Dr. Nicholas Tonks, an expert on the protein tyrosine phosphatase (PTP) family of enzymes and their roles in human diseases, will take the lead on the work at CSHL. He is considered a pioneer in the PTP field, having discovered PTP1B and done instrumental work in establishing the importance of the PTP family of enzymes as regulators of how cells respond to stimuli from their environment and as potential therapeutic candidates for several human diseases.
According to Carolyn Buser, global head of The Discovery Partnership with Academia program (DPAc) at GSK, “combining the in-depth target and disease knowledge of renowned academic groups with our drug-discovery expertise and capabilities can foster innovation and speed up the discovery and development of new medicines,” adding that GSK is “excited to expand our partnerships in North America and looks forward to working closely with Dr. Tonks, whose deep understanding of protein tyrosine phosphatase biology will complement our own work in this field.”

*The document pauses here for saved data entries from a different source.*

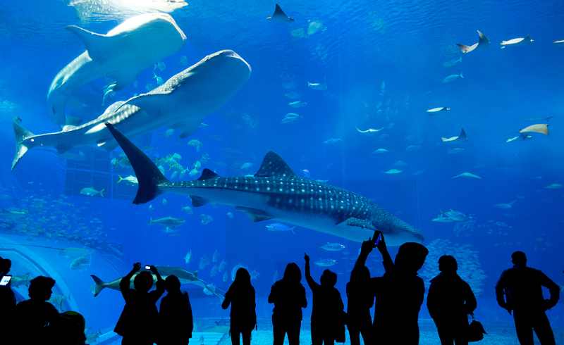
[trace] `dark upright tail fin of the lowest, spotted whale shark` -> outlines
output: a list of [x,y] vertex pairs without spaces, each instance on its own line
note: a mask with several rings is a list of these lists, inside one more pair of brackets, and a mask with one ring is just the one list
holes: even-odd
[[106,127],[110,130],[111,134],[118,142],[125,155],[135,171],[135,176],[139,182],[139,189],[137,189],[137,195],[133,199],[135,205],[141,203],[147,203],[157,196],[164,194],[164,187],[168,187],[170,181],[166,180],[166,177],[161,173],[157,165],[151,161],[151,158],[147,157],[137,146],[129,141],[125,135],[121,134],[114,128],[114,125],[106,123]]

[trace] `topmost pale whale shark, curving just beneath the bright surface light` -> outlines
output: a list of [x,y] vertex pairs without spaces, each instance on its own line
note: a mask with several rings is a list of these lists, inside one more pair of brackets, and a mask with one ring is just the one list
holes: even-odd
[[68,124],[65,105],[75,89],[104,76],[116,80],[111,89],[123,89],[142,70],[175,53],[186,41],[180,27],[166,13],[137,15],[114,27],[106,35],[74,25],[66,29],[84,42],[87,51],[66,65],[49,87],[47,114],[61,129]]

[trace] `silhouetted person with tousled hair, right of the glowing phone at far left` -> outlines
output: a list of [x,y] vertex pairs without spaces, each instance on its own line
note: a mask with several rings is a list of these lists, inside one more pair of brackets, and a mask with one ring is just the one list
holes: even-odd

According to Buser, DPAc at GSK “combines the insights and creativity of the academic world with GSK’s drug discovery expertise to turn innovative research into medicines that benefit patients.” GSK currently has 13 DPAc collaborations in place at academic research institutions in North America and Europe.
The organizations hope that the collaboration will go all the way toward creating a viable drug, with GSK becoming more involved as a candidate moves toward and through the clinic, Willey added. If a candidate becomes a product, CSHL would receive license fees, milestones and royalties.